You may also note that the examples I give are relatively modern conceptions. Amusingly, when all these new rigorous axiomatic systems were all the rage, the Bourbaki movement caused elementary schools to go from teaching arithmetic to teaching set theory (true story). Thus, I also make the qualifying statement that most modern mathematics is invention, and that early mathematics was probably mostly discovery.

Finally, this interpretation is my favorite one because we have established that mathematics is invented, which gives a possible analogy; Mathematicians’ relationship to math is the same as God’s relationship to the universe. And I think this is my new mental model for what god is, he is the one who initialized the inputs to the universe. And the trend is towards modern mathematics being more invented, so we’re getting closer and closer to godliness?
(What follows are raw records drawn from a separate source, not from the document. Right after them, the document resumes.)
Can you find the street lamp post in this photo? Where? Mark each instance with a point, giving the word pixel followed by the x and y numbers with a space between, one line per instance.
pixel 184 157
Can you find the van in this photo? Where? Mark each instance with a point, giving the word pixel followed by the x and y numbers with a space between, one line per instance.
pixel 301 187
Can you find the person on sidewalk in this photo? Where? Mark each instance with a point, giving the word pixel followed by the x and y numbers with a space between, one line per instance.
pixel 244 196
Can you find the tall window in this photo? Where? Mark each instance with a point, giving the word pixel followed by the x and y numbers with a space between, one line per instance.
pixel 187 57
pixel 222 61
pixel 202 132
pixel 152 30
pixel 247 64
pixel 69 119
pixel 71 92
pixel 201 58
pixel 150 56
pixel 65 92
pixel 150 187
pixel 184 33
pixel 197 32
Or maybe it’s all just a simulation.

Endnotes

This was written on September 16th and posted on the 24th. Feel free to leave comments here, and a google doc copy is at:
https://docs.google.com/document/d/1ZgNQVroKlD65dRHoYuaVaGg_0NhOPQ6N6MLBpDdfnyg/edit?usp=sharing

[1] Something like this (https://twitter.com/taimurabdaal/status/1340343872900239363) could be true, so it would be impossible to say either answer is predictive of being “more mathematically mature.”

One Possibility (I placed myself in the leftmost bucket because IQ is dumb)

[2] One of Choate’s “Seminars in Modern Math” homework assignments is proving that any integer (not necessarily positive) can be represented as the sum of six cubes (also not necessarily positive). My junior year solution was  “(k-1)^3 + (k+1)^3 is nice.” Then, subtracting two “k^3″s gives you 6k, and two more cubes is enough to get you to all integers. (the state of the art is that 5 cubes suffice, and that 4 might suffice). But, motivated by optimistic gradient descent, I instead took the 2nd discrete derivative of k^3 as a solution, which also gets you 6k. 

[3] People say this is a bad thing, and want math projects to have “real life applications.” But I think tool-learning is a necessary evil, and these projects anecdotally look dumb.